More telling for a maker is the finding that naively maximizing “hard/surprising” breaks things. RL with pure puzzle reward tends to collapse into “entropy collapse,” endlessly emitting one high-reward puzzle; or the model inflates reward and entropy by adding pieces (two white queens, three black knights). Against this the authors add a diversity filter (board distance, PV distance, entropy threshold) so that only novel positions earn reward, and impose piece-count regularization, a KL constraint toward the original data, and a mixture of high-quality real data — making “realistic and diverse” explicit constraints (all per the paper).
From here I write as interpretation, flagged as mine. Beyond chess, this is not about whether a puzzle can be solved but about how to define the feel of solving it. The way counter-intuitiveness is measured — the more a player's first instinct rejects a move, the higher its value — looks like a design principle portable to puzzles at large: the heart of a good puzzle should be the move intuition first dismisses as “wrong.” This urge to formalize the very “goodness” of rules and puzzles rhymes with the mathematical systematization of Nikoli-style pencil puzzles I read the other day. Soberly, though, even after RL only 2.5% of generations qualify as counter-intuitive, and aesthetics was not directly optimized — merely “preserved” as a side effect.
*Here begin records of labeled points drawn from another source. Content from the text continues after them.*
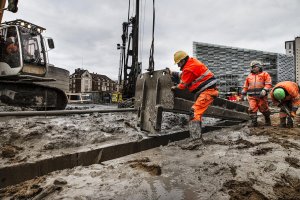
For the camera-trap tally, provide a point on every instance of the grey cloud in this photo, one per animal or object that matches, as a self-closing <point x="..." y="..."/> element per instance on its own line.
<point x="86" y="32"/>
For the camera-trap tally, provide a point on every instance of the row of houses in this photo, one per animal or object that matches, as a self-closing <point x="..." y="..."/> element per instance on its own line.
<point x="82" y="81"/>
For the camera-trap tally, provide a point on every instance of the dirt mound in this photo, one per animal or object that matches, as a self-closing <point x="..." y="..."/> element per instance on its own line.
<point x="239" y="190"/>
<point x="287" y="188"/>
<point x="143" y="164"/>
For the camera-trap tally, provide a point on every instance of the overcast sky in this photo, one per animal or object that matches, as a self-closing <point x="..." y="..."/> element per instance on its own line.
<point x="86" y="32"/>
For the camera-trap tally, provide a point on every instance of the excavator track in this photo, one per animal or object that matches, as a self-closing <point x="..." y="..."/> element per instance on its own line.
<point x="32" y="95"/>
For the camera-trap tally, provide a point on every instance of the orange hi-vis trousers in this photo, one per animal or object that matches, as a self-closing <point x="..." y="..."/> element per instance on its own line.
<point x="203" y="101"/>
<point x="257" y="103"/>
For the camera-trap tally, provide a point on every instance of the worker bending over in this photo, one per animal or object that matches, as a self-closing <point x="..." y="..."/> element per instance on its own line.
<point x="287" y="96"/>
<point x="198" y="79"/>
<point x="256" y="86"/>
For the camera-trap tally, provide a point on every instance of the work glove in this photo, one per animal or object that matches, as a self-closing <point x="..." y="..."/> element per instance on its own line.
<point x="173" y="88"/>
<point x="168" y="70"/>
<point x="293" y="114"/>
<point x="243" y="95"/>
<point x="263" y="93"/>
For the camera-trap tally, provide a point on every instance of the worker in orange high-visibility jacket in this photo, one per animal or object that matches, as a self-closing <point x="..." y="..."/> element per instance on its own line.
<point x="257" y="86"/>
<point x="198" y="79"/>
<point x="286" y="95"/>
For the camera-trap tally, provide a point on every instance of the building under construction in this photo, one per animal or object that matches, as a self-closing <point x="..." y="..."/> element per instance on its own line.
<point x="231" y="64"/>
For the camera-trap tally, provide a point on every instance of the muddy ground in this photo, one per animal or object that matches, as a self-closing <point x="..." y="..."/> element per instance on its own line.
<point x="239" y="162"/>
<point x="28" y="139"/>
The authors themselves note these aspects are neither necessary nor sufficient for creativity. Caveats about measuring “creativity” by proxy included, I judged this a first-hand source a maker would bookmark and reread.
A line that stayed with me
From the original English:
“multiple ‘correct’ paths dilute the satisfaction of finding the sharpest, most brilliant line.”
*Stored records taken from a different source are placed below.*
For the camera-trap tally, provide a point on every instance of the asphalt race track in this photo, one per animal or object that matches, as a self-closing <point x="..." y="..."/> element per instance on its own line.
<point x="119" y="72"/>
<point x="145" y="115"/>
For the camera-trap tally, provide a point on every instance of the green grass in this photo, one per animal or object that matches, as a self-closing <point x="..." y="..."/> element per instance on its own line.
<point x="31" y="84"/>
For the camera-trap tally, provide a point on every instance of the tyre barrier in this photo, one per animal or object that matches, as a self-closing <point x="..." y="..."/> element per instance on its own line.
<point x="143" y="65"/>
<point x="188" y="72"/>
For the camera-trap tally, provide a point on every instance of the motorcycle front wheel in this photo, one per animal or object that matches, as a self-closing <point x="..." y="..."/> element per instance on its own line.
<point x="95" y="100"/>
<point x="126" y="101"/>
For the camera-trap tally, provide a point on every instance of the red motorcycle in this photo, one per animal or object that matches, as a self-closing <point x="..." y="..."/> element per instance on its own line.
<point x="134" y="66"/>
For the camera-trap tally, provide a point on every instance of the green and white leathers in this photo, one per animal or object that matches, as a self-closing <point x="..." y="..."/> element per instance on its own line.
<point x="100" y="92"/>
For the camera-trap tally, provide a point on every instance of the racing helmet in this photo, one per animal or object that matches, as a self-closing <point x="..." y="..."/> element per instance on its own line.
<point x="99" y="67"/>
In this one sentence the authors state why they insist on a unique solution. When several answers exist, the conviction of “it can only be this” goes cloudy — translated into design terms, the pleasure of convergence comes from the uniqueness of the option. I read it as a constraint that protects not difficulty but the sharpness of the finishing move.
Reference links
Discussed today:
・Generating Creative Chess Puzzles (Xidong Feng et al., Google DeepMind, arXiv:2510.23881, October 2025; English, pre-review preprint)
Closing
I cannot read a chessboard deeply. Even so, a definition that puts “looks like a blunder at a glance but is in fact best” at the center of “goodness” landed squarely with me as an aspiring designer. What I want to make is probably a design that, at the moment you reach the answer, betrays your own first instinct into “so that was the move.”
I also want to keep in view the limits of measuring creativity by proxy. Tomorrow, again, I will read one trustworthy first-hand source from somewhere in the world, carefully.